Near the time of Henry's last war with the French, hostilities with the Scots also raged. In November 1542, 3000 English troops won a great victory over 18,000 Scots under James V at the battle of Solway Moss. James V died in December, and was succeeded by his six-day-old daughter, Mary Queen of Scots. To pacify relations between the two countries, Henry received a promise from the Scots that Mary would marry his son Edward, the surviving child of his third marriage with the late Jane Seymour. The Scots affronted Henry when Mary was subsequently betrothed to the dauphin of France, and the two nations were once again at eachother's throats. English armies devastated the Scottish borderlands in 1543, and they moved into the Scottish capital of Edinburgh in May 1544 and burned the city. These hostilities ended the following year.

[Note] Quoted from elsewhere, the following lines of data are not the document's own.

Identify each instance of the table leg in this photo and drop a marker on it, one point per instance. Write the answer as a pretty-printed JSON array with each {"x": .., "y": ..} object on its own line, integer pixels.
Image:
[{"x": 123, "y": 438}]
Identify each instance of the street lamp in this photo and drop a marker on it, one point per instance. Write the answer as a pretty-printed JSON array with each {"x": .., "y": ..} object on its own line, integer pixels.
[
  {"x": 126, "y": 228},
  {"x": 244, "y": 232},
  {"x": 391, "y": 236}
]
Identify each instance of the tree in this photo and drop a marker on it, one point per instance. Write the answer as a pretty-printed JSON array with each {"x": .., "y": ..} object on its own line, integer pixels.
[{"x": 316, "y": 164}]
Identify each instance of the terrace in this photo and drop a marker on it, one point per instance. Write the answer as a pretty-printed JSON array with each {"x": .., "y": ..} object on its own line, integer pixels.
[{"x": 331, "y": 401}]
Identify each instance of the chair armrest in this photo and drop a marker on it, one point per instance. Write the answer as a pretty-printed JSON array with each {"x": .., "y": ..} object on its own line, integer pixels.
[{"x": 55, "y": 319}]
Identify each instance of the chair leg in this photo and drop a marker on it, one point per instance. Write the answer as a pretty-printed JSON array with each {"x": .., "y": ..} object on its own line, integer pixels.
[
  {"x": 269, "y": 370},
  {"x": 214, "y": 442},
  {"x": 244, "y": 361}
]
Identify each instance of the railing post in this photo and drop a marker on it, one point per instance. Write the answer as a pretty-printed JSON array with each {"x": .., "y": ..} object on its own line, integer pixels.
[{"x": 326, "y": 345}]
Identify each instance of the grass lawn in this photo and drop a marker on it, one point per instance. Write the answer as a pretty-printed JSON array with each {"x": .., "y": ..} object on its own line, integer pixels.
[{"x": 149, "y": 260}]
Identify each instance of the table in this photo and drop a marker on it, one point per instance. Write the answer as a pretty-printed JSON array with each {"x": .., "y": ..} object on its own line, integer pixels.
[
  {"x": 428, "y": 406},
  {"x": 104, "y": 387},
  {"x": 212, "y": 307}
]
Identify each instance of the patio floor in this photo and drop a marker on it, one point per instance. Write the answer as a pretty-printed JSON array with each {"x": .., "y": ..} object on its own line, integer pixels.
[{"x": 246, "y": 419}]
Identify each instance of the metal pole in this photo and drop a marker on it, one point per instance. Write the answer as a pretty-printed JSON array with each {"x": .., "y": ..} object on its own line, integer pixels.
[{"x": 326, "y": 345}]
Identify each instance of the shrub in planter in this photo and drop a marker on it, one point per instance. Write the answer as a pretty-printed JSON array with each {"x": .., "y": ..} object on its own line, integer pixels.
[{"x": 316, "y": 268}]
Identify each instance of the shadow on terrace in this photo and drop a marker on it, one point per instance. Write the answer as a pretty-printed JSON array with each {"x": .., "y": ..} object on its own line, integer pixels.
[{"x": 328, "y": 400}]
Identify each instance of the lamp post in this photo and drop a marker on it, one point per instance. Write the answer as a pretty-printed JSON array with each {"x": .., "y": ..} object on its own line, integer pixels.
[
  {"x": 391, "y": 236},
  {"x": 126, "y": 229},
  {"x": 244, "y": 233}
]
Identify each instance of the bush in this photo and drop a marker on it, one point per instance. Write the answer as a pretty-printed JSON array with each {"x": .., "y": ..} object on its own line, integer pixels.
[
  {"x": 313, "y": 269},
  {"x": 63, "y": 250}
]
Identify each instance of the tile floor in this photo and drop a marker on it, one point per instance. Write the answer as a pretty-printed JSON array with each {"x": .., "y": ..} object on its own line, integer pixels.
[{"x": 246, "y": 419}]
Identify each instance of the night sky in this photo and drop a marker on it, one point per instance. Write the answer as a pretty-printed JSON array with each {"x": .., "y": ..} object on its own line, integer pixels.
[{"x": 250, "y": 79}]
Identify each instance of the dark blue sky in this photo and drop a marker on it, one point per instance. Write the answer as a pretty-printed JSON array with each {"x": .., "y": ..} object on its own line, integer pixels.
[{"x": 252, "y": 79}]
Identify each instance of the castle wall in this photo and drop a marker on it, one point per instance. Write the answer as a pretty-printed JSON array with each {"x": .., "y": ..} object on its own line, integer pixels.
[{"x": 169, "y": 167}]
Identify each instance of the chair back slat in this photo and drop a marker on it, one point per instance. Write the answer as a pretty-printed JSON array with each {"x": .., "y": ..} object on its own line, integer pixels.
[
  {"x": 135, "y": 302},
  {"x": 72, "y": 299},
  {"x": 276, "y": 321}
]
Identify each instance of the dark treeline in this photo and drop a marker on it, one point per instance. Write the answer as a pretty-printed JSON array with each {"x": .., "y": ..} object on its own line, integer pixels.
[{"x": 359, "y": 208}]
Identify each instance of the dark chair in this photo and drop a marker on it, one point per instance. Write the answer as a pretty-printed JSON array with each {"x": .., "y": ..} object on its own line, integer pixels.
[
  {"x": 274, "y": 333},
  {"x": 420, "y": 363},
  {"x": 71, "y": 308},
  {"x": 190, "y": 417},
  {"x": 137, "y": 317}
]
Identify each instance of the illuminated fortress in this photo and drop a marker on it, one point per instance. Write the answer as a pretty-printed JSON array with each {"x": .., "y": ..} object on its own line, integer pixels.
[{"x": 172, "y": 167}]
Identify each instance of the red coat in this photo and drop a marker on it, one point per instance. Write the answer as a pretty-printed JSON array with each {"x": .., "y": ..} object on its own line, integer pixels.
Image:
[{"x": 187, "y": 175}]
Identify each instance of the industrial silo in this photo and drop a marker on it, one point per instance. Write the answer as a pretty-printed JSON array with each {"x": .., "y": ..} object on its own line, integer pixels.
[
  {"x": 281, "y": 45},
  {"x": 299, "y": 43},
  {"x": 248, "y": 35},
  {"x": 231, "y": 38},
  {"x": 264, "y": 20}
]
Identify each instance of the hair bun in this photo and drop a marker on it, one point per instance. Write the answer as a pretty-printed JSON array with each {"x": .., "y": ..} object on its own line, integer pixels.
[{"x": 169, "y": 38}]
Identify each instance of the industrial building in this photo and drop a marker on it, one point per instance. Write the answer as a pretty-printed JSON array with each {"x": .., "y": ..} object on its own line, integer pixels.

Some historians have been harsh in their appraisal of Henry's military engagements and successes. Henry was doubtless hungry for sheer personal glory in the field, and the only moderate successes of his armies–capturing small towns such as Tournai and, later, Boulogne–would not seem to merit the blood spilt for them. In this regard, however, Henry was very much a man of his time: many kings fought wars for reasons of personal distinction; warfare was, for some, very much like a sport. Henry's eagerness to recapture the French lands once held by his Plantagenet ancestors made him very popular with his people, whose anti-French feeling was strong indeed.